Week 7

LECTURE III The Aerial Ocean in Which We Live

Did you ever sit on the bank of a river in some quiet spot where the water was deep and clear, and watch the fishes swimming lazily along? When I was a child this was one of my favourite occupations in the summertime on the banks of the Thames, and there was one question which often puzzled me greatly, as I watched the minnows and gudgeon gliding along through the water. Why should fishes live in something and be often buffeted about by waves and currents, while I and others lived on the top of the earth and not in anything? I do not remember ever asking anyone about this; and if I had, in those days people did not pay much attention to children's questions, and probably nobody would have told me, what I now tell you, that we do live in something quite as real and often quite as rough and stormy as the water in which the fishes swim. The something in which we live is air, and the reason that we do not perceive it, is that we are in it, and that it is a gas, and invisible to us; while we are above the water in which the fishes live, and it is a liquid which our eyes can perceive.

But let us suppose for a moment that a being, whose eyes were so made that he could see gases as we see liquids, was looking down from a distance upon our earth. He would see an ocean of air, or aerial ocean, all round the globe, with birds floating about in it, and people walking along the bottom, just as we see fish gliding along the bottom of a river. It is true, he would never see even the birds come near to the surface, for the highest- flying bird, the condor, never soars more than five miles from the ground, and our atmosphere, as we shall see, is at least 100 miles high. So he would call us all deep-air creatures, just as we talk of deep-sea animals; and if we can imagine that he fished in this air-ocean, and could pull one of us out of it into space, he would find that we should gasp and die just as fishes do when pulled out of the water.

He would also observe very curious things going on in our air- ocean; he would see large streams and currents of air, which we call winds, and which would appear to him as ocean-currents do to us, while near down to the earth he would see thick mists forming and then disappearing again, and these would be our clouds.

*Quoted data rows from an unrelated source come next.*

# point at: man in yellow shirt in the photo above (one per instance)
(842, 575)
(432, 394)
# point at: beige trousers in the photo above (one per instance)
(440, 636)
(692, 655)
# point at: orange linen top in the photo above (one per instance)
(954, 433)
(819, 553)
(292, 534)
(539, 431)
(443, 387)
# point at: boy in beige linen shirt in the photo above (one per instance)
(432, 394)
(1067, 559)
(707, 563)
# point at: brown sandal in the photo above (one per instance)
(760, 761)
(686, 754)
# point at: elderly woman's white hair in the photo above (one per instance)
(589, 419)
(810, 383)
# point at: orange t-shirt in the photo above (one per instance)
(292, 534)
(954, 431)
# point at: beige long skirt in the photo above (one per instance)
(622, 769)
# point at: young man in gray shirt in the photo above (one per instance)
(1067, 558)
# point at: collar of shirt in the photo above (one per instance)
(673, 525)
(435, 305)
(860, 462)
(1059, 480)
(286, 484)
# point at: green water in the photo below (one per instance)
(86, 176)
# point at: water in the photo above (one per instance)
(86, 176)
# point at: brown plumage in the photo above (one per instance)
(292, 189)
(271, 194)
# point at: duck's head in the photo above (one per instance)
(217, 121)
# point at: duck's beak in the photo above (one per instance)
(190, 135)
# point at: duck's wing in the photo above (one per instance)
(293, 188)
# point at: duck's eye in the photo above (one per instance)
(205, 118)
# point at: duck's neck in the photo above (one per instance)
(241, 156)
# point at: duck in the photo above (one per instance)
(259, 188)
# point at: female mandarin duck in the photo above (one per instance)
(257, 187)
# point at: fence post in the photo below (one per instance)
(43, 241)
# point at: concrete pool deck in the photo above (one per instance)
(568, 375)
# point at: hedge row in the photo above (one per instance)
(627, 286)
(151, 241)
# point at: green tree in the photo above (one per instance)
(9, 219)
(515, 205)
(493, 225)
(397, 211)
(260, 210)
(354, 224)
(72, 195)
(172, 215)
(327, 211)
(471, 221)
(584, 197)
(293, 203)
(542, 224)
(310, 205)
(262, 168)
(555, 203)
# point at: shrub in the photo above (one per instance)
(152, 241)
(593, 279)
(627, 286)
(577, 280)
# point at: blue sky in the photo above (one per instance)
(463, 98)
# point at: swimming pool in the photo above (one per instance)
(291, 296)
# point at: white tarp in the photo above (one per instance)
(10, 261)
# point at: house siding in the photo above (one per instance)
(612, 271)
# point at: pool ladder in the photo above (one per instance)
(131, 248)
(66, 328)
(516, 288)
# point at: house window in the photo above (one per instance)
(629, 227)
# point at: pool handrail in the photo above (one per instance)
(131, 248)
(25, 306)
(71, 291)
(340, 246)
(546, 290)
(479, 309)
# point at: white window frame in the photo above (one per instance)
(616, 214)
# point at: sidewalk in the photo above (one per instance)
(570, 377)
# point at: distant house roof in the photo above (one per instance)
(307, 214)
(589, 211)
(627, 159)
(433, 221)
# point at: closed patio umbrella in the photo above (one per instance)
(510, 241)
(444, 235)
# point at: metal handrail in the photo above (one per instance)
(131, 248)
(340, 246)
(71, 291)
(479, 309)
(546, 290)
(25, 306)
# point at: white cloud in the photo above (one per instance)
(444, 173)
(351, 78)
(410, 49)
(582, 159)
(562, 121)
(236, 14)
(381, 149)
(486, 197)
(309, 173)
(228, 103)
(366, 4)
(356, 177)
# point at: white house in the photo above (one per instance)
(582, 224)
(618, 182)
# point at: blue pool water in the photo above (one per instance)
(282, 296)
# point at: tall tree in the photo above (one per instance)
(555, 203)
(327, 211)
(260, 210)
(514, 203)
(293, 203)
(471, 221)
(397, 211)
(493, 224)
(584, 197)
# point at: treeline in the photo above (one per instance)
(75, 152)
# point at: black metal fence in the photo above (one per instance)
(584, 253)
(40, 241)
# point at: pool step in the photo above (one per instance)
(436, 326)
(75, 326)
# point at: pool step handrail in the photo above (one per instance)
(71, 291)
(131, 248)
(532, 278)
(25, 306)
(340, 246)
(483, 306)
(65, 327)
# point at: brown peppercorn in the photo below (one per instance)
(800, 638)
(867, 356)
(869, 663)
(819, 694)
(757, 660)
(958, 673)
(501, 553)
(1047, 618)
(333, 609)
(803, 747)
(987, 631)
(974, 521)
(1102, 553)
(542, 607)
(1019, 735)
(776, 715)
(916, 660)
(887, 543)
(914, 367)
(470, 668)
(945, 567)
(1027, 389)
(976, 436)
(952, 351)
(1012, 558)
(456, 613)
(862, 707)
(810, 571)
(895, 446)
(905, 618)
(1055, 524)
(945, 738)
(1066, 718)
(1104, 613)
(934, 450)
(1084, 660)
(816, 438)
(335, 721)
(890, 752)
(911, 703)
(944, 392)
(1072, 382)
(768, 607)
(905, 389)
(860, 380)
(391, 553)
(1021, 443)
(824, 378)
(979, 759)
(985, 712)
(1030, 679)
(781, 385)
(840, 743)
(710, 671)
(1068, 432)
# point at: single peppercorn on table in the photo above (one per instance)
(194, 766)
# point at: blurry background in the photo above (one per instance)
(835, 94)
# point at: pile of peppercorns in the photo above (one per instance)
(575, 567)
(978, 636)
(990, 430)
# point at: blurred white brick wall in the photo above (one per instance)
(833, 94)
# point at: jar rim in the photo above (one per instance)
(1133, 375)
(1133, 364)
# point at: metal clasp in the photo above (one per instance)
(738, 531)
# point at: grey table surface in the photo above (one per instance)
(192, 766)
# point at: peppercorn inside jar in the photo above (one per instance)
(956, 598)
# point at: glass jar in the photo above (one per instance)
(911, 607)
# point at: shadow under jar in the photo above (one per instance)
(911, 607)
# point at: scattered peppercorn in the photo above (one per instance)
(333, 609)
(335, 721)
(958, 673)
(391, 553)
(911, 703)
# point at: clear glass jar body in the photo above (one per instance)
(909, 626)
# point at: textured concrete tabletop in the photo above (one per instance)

From them he would see rain, hail and snow falling to the earth, and from time to time bright flashes would shoot across the air- ocean, which would be our lightning. Nay even the brilliant rainbow, the northern aurora borealis, and the falling stars, which seem to us so high up in space, would be seen by him near to our earth, and all within the aerial ocean.

But as we know of no such being living in space, who can tell us what takes place in our invisible air, and we cannot see it ourselves, we must try by experiments to see it with our imagination, though we cannot with our eyes.

First, then, can we discover what air is? At one time it was thought that it was a simple gas and could not be separated into more than one kind. But we are now going to make an experiment by which it has been shown that air is made of two gases mingled together, and that one of these gases, called oxygen, is used up when anything burns, while the other nitrogen is not used, and only serves to dilute the minute atoms of oxygen. I have here a glass bell-jar, with a cork fixed tightly in the neck, and I place the jar over a pan of water, while on the water floats a plate with a small piece of phosphorus upon it. You will see that by putting the bell-jar over the water, I have shut in a certain quantity of air, and my object now is to use up the oxygen out of this air and leave only nitrogen behind. To do this I must light the piece of phosphorus, for you will remember it is in burning that oxygen is used up. I will take the cork out, light the phosphorus, and cork up the jar again. See! as the phosphorus burns white fumes fill the jar. These fumes are phosphoric acid which is a substance made of phosphorous and the oxygen of the air together.

Now, phosphoric acid melts in water just as sugar does, and in a few minutes these fumes will disappear. They are beginning to melt already, and the water from the pan is rising up in the bell-jar. Why is this? Consider for a moment what we have done. First, the jar was full of air, that is, of mixed oxygen and nitrogen; then the phosphorus used up the oxygen making white fumes; afterwards, the water sucked up these fumes; and so, in the jar now nitrogen is the only gas left, and the water has risen up to fill all the rest of the space that was once taken up with oxygen.

We can easily prove that there is no oxygen now in the jar. I take out the cork and let a lighted taper down into the gas. If there were any oxygen the taper would burn, but you see it goes out directly proving that all the oxygen has been used up by the phosphorous. When this experiment is made very accurately, we find that for every pint of oxygen in air there are four pints of nitrogen, so that the active oxygen-atoms are scattered about, floating in the sleepy, inactive nitrogen.

It is these oxygen-atoms which we use up when we breathe. If I had put a mouse under the bell-jar, instead of the phosphorus, the water would have risen just the same, because the mouse would have breathed in the oxygen and used it up in its body, joining it to carbon and making a bad gas, carbonic acid, which would also melt in the water, and when all the oxygen was used, the mouse would have died.